Some Approaches to Lesbian Historical Fiction

Lauren Naturale

Looking about the shelves for books that are not there, you suggest a supplement to history. History’s queer enough already, isn’t it? Unreal. Lop-sided. You speculate, provide an example, and discover you’re spinning a romance. Speculation must always be romance, it is the space between facts, people who can’t afford to play cards for money play quiet games for love, you’ve simply got to gamble.

I’m writing a history which is also a fiction, and it goes like this:

You write your history and you fall in love a little, though most of the time you are only stealing from other books. Graduate students send you letters; they are excited to catch certain references. People who haven’t read many Victorian novels say that your book is like a Victorian novel, but with lesbians. Your friends congratulate you on your success and wonder if you’ve ever considered writing a real book.

You go to a bookshop where the twenty-three-year-old sales clerk, who has been getting alternative lifestyle haircuts since she was an age at which you weren’t sure alternative lifestyles were possible, complains that she doesn’t understand women who read crap like your book just to see themselves in a story.

“If I want to read something historical, I’ll read Dickens,” she tells her coworker. He’s the kind of rich boy who works in bookshops after college; he’s trying to quit smoking. Working in bookshops is a romantic hobby for people with family money, like this sales clerk with the $200 haircut who drifts behind the counter, snacking lazily on pomegranate seeds. She has never known hunger. They sell the seeds at the grocery on the corner, you can buy them in plastic tubs, but this woman brought a whole pomegranate from home, just for the satisfaction of slicing it open with a real knife. The keys of the cash register look blood-spattered.
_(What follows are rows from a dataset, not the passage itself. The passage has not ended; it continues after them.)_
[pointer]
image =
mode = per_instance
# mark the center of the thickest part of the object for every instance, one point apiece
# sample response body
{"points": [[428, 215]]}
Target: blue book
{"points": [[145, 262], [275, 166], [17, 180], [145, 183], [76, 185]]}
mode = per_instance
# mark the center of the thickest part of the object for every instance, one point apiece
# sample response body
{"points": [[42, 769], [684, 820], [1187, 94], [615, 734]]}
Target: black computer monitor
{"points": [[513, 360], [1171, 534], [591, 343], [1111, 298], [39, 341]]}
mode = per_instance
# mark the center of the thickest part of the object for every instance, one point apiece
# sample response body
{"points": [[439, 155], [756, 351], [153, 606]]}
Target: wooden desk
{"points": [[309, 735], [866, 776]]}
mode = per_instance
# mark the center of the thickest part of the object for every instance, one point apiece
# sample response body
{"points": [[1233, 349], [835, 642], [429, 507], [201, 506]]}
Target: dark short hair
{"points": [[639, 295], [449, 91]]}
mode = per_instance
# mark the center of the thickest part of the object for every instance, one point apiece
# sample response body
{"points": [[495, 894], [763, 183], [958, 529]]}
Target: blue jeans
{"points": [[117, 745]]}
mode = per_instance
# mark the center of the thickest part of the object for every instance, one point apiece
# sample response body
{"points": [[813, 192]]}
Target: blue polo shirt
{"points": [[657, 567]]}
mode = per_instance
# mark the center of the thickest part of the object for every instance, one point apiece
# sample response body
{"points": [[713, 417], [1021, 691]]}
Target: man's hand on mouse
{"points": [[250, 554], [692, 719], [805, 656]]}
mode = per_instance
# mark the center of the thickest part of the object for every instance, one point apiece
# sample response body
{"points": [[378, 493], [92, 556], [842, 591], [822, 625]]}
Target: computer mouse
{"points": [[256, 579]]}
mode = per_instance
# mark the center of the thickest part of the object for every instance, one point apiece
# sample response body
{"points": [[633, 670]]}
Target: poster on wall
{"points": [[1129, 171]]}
It’s too easy for literature academics to make pomegranate jokes, so you don’t. “Dickens was practically a lesbian anyway,” she tells the bookshop boy. “I think of him as a lesbian,” and oh, of course they’re sleeping together.

That’s a bad habit that’ll come around again every six months, you think, because allusions are your own bad habit, you’re not that disciplined, and a pomegranate is never just a pomegranate when you live in books. Stories are their own facts, even stories about love.

Then the sales clerk catches you watching her and you have to feign a sudden interest in the shelf in front of you. You stare at the shelf for a long time, looking at books which aren’t there.


You’re not one of those creeps who stares at women in bookshops, and now you’ve bought this book to prove it. It’s not bad; there’s a priestess who wants to practice a forbidden religion, a slave couple who’d rather attempt suicide than allow their master to separate them, a girl who disguises herself as a boy. The Poseidonians, were they real people? When history goes back far enough, it feels like fantasy. Ancient Greece is a futuristic dystopia. Anyway, society is against everyone. They all run off to sea together. The author said she’d always wanted to be a cabin boy.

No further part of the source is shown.